Aug 16, 2007 21:58
One more day and its the weekend.My Nancy came to see me tonight.We had a great time its been a long time since we did that.We spoke about guy(2 girl together HAVE to speak about guys),we talk about memories we have together god I miss that moments.When I could call her a 4 am and say please come get me!!!But hey thats what life is,we have to move on even if its hard sometime.
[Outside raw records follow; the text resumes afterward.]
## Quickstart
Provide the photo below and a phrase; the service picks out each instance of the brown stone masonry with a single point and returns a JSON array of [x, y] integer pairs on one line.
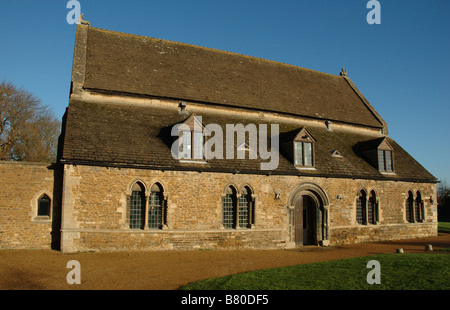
[[95, 215], [21, 186]]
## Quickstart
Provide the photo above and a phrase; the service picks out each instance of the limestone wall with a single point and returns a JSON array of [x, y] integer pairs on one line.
[[21, 185], [95, 210]]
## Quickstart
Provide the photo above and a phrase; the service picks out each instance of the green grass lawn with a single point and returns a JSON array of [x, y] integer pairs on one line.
[[444, 227], [398, 272]]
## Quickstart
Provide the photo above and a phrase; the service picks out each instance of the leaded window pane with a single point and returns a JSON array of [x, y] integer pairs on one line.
[[244, 208], [409, 208], [137, 201], [185, 147], [360, 208], [228, 211], [155, 211], [44, 206], [298, 153], [359, 214], [388, 160], [308, 153], [381, 160], [198, 145]]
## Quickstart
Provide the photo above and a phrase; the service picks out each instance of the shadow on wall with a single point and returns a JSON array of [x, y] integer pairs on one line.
[[57, 206]]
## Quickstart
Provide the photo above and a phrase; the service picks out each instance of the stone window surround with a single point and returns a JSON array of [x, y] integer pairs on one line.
[[34, 208], [164, 202]]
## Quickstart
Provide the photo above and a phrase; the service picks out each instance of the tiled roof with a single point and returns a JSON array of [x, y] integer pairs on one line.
[[123, 63], [127, 135]]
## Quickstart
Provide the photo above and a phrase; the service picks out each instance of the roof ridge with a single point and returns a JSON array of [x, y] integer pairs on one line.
[[216, 50]]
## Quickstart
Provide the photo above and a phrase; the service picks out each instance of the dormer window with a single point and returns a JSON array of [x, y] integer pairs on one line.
[[385, 162], [380, 153], [304, 149], [191, 139], [191, 144], [385, 157]]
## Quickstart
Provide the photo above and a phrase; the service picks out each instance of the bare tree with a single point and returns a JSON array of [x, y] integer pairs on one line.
[[28, 129], [443, 192]]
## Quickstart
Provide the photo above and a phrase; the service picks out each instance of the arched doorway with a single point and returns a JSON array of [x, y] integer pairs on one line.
[[308, 216], [305, 220]]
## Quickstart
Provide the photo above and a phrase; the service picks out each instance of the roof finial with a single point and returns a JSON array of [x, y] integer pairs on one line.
[[82, 21]]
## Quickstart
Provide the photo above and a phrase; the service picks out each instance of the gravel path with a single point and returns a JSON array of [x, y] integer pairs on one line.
[[168, 270]]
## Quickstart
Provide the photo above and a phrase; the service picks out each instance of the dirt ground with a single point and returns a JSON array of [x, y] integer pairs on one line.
[[168, 270]]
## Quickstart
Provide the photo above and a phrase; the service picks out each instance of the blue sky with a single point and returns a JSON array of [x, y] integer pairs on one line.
[[401, 66]]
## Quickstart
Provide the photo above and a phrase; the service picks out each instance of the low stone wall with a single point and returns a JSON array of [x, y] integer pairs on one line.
[[22, 184], [178, 240]]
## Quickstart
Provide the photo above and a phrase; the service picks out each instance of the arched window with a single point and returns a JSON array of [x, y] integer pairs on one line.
[[137, 206], [361, 207], [245, 208], [410, 207], [238, 209], [372, 212], [419, 210], [155, 207], [229, 207], [44, 206]]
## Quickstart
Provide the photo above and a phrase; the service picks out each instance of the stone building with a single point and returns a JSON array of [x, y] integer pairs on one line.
[[166, 145]]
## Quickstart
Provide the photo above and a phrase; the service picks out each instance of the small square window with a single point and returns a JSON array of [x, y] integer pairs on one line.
[[43, 206], [385, 161]]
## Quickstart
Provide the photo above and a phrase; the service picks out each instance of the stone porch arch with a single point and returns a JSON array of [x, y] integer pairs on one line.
[[321, 201]]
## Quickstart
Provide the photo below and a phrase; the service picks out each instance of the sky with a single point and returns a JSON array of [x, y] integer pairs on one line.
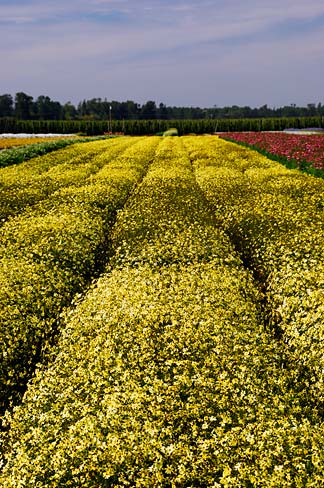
[[178, 52]]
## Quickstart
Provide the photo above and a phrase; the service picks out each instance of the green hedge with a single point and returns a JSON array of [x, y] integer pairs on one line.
[[146, 127]]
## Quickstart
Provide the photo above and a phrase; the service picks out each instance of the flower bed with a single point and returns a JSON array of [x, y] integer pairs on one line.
[[303, 150]]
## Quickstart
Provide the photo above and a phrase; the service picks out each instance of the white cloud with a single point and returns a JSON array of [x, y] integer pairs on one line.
[[208, 47]]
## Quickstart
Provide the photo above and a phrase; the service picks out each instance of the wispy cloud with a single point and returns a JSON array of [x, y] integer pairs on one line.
[[180, 52]]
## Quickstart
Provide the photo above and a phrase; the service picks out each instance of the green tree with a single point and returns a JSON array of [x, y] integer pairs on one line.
[[23, 106]]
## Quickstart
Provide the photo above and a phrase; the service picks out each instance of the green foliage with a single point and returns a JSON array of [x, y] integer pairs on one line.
[[154, 126], [24, 153]]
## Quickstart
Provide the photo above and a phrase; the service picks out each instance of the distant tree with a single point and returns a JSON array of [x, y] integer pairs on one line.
[[69, 111], [47, 109], [149, 110], [6, 105], [23, 106], [163, 112]]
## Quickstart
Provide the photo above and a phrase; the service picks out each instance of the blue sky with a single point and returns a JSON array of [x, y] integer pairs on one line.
[[180, 52]]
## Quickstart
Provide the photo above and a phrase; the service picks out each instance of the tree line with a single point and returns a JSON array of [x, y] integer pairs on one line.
[[23, 107]]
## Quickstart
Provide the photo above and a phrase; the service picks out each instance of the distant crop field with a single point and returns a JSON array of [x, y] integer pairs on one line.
[[162, 317], [305, 150], [8, 142]]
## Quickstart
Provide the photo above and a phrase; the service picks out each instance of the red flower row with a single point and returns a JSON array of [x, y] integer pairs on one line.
[[296, 147]]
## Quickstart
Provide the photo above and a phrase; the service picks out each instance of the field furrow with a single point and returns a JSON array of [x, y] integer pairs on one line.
[[275, 218], [164, 374], [51, 252], [27, 184]]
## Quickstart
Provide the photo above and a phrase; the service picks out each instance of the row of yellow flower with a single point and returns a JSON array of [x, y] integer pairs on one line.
[[30, 182], [275, 218], [50, 251], [165, 373]]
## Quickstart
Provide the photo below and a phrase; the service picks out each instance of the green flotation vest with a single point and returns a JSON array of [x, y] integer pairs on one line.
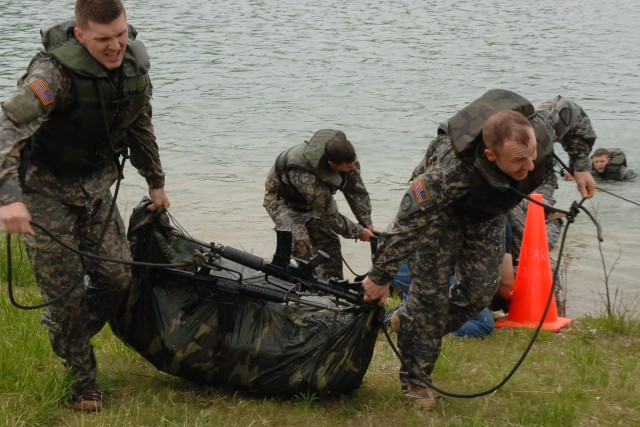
[[308, 156], [612, 169], [91, 132], [465, 132]]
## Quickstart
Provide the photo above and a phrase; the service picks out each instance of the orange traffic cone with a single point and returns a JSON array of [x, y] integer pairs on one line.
[[533, 279]]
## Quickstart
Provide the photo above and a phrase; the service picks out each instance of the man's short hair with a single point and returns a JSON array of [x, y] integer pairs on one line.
[[98, 11], [339, 149], [601, 152], [503, 125]]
Today at the job they spoke about something ,I wont write this here ,but they werent for it.I was feeling so bad,feeling like if those comment were just for me.Sometime you took bad decision and it follow you everwhere.I will always regret and always feel bad because of this I think.Inside Im feeling so much rage these days I think im gonna BOUM soon.I need a full afternoon of kickboxing because I dont know what Im gonna do.It seems that everybody decide to be against me.Well Matt is coming back tomorow maybe it gonna help.I need so much but on the other side I dont want nothing.I know why I feel that way,I know I wont bring him back,I know I will never forget.I hope to forget but I need to face the truth.Thats why they ask you are you sure???Stupid like I am I said yes without thinking further, I was selfish,I wanted joy and happiness and I knew that this person could bright it to me.It did but inside I have a big hole full of regret.
And Val your opinion was stupid and not human.